Voice Profile is available across all STT models on the Inworld STT API. By understanding who is speaking and how they are speaking, applications can adapt responses, adjust tone, route conversations, or trigger context-sensitive behaviors in real time.
Use cases
- Voice agents and NPCs — Adapt responses based on the speaker’s detected emotion or vocal style (e.g., respond empathetically to a sad tone).
- Accessibility — Detect age category or vocal style to adjust UI, pacing, or interaction complexity.
- Content moderation — Flag unusual vocal patterns (shouting, crying) for escalation or review.
- Analytics and insights — Aggregate emotion and vocal style data across sessions for user experience analysis.
- Localization — Use accent detection to dynamically select language models or localized content.
How it works
Voice Profile analysis runs automatically when the voice profile threshold is configured via inworldConfig.voiceProfileThreshold in your request (HTTP or WebSocket). The confidence threshold controls which labels are returned — only labels with a confidence score at or above the threshold are included in the response.
Set the threshold via the voiceProfileThreshold field inside inworldConfig. Default: 0.5. Range: 0.0–1.0.
Classification categories
Age
Estimates the speaker’s age category. Returns a single label with the highest confidence.
| Label | Description |
|---|
young | Young adult / teenager |
adult | Adult speaker |
kid | Child speaker |
old | Elderly speaker |
unclear | Age could not be determined |
Emotion
Detects emotional tone in the speaker’s voice. Returns multiple labels ranked by confidence.
| Label | Description |
|---|
tender | Soft, gentle, caring tone |
sad | Sorrowful or melancholy tone |
calm | Relaxed, even-tempered delivery |
neutral | No strong emotional signal |
happy | Cheerful, upbeat tone |
angry | Frustrated, aggressive tone |
fearful | Anxious or frightened tone |
surprised | Startled or astonished tone |
disgusted | Revulsion or strong disapproval |
unclear | Emotion could not be determined |
Vocal Style
Identifies the speaker’s manner of delivery. Returns multiple labels ranked by confidence.
| Label | Description |
|---|
whispering | Hushed, breathy delivery |
normal | Standard conversational speech |
singing | Melodic or musical delivery |
mumbling | Unclear, low-articulation speech |
crying | Speech accompanied by crying |
laughing | Speech accompanied by laughter |
shouting | Loud, raised-voice delivery |
monotone | Flat, unvaried pitch delivery |
unclear | Vocal style could not be determined |
Accent
Detects the speaker’s accent or regional dialect using BCP-47 locale codes. Returns a single label with the highest confidence, plus additional candidates ranked below.
| Label | Region |
|---|
en-US | American English |
en-GB | British English |
en-AU | Australian English |
zh-CN | Mandarin Chinese |
fr-FR | French (France) |
es-ES | Spanish (Spain) |
es-419 | Spanish (Latin America) |
es-MX | Spanish (Mexico) |
ar-EG | Arabic (Egypt) |
Additional accent locales may be returned beyond those listed above. The model supports a broad range of BCP-47 codes.
Configuration
The STT API accepts both camelCase and snake_case field names (e.g., transcribeConfig / transcribe_config, voiceProfileThreshold / voice_profile_threshold). The examples below use camelCase.
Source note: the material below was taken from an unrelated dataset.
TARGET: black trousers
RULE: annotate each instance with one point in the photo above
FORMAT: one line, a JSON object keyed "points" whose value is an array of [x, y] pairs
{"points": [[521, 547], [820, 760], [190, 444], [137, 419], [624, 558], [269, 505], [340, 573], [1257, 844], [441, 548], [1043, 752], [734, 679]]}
Set voiceProfileThreshold inside inworldConfig:
{
"transcribeConfig": {
"modelId": "<MODEL_ID>",
"language": "en-US",
"audioEncoding": "MP3",
"inworldConfig": {
"voiceProfileThreshold": 0.5
}
}
}
Use any STT model that supports Voice Profiles (for example, groq/whisper-large-v3 for synchronous HTTP, or the assemblyai/... streaming models listed in the STT overview).
WebSocket (Streaming)
Include inworldConfig in the first WebSocket message:
{
"transcribeConfig": {
"modelId": "<MODEL_ID>",
"audioEncoding": "LINEAR16",
"inworldConfig": {
"voiceProfileThreshold": 0.5
}
}
}
Configuration parameters
| Field | Type | Default | Description |
|---|
voice_profile_threshold / voiceProfileThreshold | float | 0.5 | Minimum confidence score (0.0–1.0) for a label to be included in the response. Higher values return fewer, more confident labels. |
Response structure
The voiceProfile object is returned alongside transcription and usage in both sync and streaming responses. Each category contains a label and a confidence score.
Example response (sync)
{
"transcription": {
"transcript": "Hey, I just wanted to check in on the delivery status.",
"isFinal": true
},
"voiceProfile": {
"age": { "label": "young", "confidence": 0.78 },
"emotion": [
{ "label": "tender", "confidence": 0.97 },
{ "label": "sad", "confidence": 0.03 }
],
"vocal_style": [
{ "label": "whispering", "confidence": 0.97 },
{ "label": "normal", "confidence": 0.03 }
],
"accent": { "label": "en-US", "confidence": 0.48 }
},
"usage": {
"transcribed_audio_ms": 3200,
"model_id": "inworld/inworld-stt-1"
}
}
Response fields
| Field | Type | Description |
|---|
voiceProfile.age | ClassLabel | Single label: estimated age category of the speaker. |
voiceProfile.emotion | ClassLabel | Array of detected emotions, ranked by confidence. Multiple emotions may be present. |
voiceProfile.vocal_style | ClassLabel | Array of detected vocal styles, ranked by confidence. Multiple styles may be present. |
voiceProfile.accent | ClassLabel | Single label: detected accent as a BCP-47 locale code. |
Each ClassLabel contains:
- label (string) — The predicted class name
- confidence (float) — Score from 0.0 to 1.0
Best practices
- Start with the default threshold (0.5) — This filters out low-confidence noise while keeping useful labels. Lower the threshold if you need broader signal; raise it for precision-critical use cases.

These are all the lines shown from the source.